DIII-D Research Towards Establishing the Scientific Basis for Future Fusion Reactors
C.C. Petty, (E. Schuster), et al. (Collaboration Paper)
27th IAEA Fusion Energy Conference
Gandhinagar, India, October 22-27, 2018
Abstract
|
|
DIII-D research is addressing critical challenges in preparation for
ITER and the next generation of fusion devices through focusing on
plasma physics fundamentals that underpin key fusion goals, understanding
the interaction of disparate core and boundary plasma physics, and
developing integrated scenarios for achieving high performance fusion
regimes. Fundamental investigations into fusion energy science find
that anomalous dissipation of runaway electrons (RE) that arise
following a disruption is likely due to interactions with RE-driven
kinetic instabilities, some of which have been directly observed,
opening a new avenue for RE energy dissipation using naturally excited
waves. Dimensionless parameter scaling of intrinsic rotation and
gyrokinetic simulations give a predicted ITER rotation profile with
significant turbulence stabilization. Coherence imaging spectroscopy
confirms near sonic flow throughout the divertor towards the target,
which can account for the convection-dominated parallel heat flux.
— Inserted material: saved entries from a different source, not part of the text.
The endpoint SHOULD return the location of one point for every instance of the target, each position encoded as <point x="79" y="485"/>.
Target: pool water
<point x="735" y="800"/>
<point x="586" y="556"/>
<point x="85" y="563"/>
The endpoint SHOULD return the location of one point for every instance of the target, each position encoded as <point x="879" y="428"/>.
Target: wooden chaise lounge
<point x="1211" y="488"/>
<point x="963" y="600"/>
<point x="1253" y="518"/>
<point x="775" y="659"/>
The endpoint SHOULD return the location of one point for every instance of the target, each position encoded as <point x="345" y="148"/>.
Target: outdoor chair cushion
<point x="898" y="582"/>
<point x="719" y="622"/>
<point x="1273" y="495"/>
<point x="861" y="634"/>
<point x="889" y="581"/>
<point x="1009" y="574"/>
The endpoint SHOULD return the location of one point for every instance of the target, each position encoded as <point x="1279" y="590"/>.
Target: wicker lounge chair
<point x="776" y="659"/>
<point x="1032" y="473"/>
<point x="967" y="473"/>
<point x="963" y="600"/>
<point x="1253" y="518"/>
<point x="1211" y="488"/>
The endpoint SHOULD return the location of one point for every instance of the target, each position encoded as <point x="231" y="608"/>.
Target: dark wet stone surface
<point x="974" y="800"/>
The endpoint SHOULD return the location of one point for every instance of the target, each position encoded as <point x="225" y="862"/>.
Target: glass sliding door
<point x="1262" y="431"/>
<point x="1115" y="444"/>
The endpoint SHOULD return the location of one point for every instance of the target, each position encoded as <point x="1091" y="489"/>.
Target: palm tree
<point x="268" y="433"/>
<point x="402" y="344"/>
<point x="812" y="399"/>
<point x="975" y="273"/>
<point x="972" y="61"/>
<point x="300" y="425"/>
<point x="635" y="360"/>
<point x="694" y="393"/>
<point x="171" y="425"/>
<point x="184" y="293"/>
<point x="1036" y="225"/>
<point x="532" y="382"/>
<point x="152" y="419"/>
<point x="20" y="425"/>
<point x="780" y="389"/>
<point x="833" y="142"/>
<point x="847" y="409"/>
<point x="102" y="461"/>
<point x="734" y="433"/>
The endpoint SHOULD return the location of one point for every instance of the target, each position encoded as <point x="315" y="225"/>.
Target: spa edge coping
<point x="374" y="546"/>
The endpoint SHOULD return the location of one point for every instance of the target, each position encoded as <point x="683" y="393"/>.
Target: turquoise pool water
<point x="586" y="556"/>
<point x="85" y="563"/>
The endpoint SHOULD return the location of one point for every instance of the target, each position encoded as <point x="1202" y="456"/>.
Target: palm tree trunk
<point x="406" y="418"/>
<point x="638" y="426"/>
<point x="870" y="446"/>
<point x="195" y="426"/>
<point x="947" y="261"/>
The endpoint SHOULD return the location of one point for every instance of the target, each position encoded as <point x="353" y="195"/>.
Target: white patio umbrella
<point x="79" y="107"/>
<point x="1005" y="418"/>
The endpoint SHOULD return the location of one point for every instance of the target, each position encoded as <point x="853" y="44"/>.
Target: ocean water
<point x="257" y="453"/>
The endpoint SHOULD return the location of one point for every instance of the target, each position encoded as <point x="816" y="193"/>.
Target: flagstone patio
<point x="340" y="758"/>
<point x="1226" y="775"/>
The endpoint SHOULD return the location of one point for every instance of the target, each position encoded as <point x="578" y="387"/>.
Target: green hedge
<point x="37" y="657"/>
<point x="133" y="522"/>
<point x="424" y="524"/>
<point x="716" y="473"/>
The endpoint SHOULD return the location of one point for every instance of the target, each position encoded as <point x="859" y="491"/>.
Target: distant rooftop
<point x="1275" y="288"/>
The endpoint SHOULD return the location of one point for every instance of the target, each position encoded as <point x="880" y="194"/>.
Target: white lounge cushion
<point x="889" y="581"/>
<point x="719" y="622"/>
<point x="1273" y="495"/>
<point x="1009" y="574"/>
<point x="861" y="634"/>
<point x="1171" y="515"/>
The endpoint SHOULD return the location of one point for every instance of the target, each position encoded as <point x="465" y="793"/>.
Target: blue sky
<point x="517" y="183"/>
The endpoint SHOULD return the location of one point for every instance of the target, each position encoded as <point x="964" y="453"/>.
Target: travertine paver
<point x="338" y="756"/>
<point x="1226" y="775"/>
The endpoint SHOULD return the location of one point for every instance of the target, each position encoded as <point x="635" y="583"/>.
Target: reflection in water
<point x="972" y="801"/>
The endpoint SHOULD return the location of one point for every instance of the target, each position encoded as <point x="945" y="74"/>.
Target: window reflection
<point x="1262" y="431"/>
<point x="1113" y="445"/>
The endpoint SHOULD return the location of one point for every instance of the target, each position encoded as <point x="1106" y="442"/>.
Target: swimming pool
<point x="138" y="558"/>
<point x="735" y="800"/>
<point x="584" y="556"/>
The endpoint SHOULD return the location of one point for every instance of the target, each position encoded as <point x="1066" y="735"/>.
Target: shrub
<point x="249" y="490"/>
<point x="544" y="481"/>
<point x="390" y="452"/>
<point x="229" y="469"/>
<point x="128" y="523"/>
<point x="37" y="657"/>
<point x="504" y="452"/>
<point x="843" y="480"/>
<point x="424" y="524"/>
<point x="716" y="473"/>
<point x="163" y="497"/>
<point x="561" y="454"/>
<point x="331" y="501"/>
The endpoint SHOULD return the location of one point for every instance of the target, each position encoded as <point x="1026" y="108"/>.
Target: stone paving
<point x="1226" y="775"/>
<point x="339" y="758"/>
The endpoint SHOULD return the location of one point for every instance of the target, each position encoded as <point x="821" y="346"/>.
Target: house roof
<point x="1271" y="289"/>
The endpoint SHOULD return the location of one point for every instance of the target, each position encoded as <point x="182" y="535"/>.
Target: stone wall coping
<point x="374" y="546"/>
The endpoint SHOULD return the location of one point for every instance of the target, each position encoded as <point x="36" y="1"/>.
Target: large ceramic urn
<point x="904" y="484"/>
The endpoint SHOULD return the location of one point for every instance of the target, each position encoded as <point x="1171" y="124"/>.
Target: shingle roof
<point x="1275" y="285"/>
Core-boundary integration studies show that the small angle slot divertor
achieves detachment at lower density and extends plasma cooling across
the divertor target plate, which is essential for controlling heat flux
and erosion. A rotating n=2 RMP combined with a stationary n=3 RMP has
demonstrated access to ELM suppression with lower 3D field strength,
while at the same time dynamically smoothing out the divertor heat and
particle flux. The Super H-mode regime has been extended to high plasma
current (2.0 MA) and density to achieve very high pedestal pressures
(~30 kPa) and stored energy (3.2 MJ) with H98y2≈1.6-2.4. In scenario
work, the ITER baseline Q=10 scenario with zero injected torque is
found to have a fusion gain metric βτE independent of current between
q95=2.8–3.7, and a lower limit to the pedestal rotation for RMP ELM
suppression has been found. In the wide pedestal QH-mode regime that
exhibits improved performance and no ELMs, the startup counter torque
has been eliminated so that the entire discharge uses ≈0 injected torque
and the operating space is more ITER-relevant. Finally, the high-βN (≤3.8)
hybrid scenario has been extended to the high density levels necessary
for radiating divertor operation, achieving ~40% divertor heat flux
reduction using either argon or neon with Ptot up to 15 MW.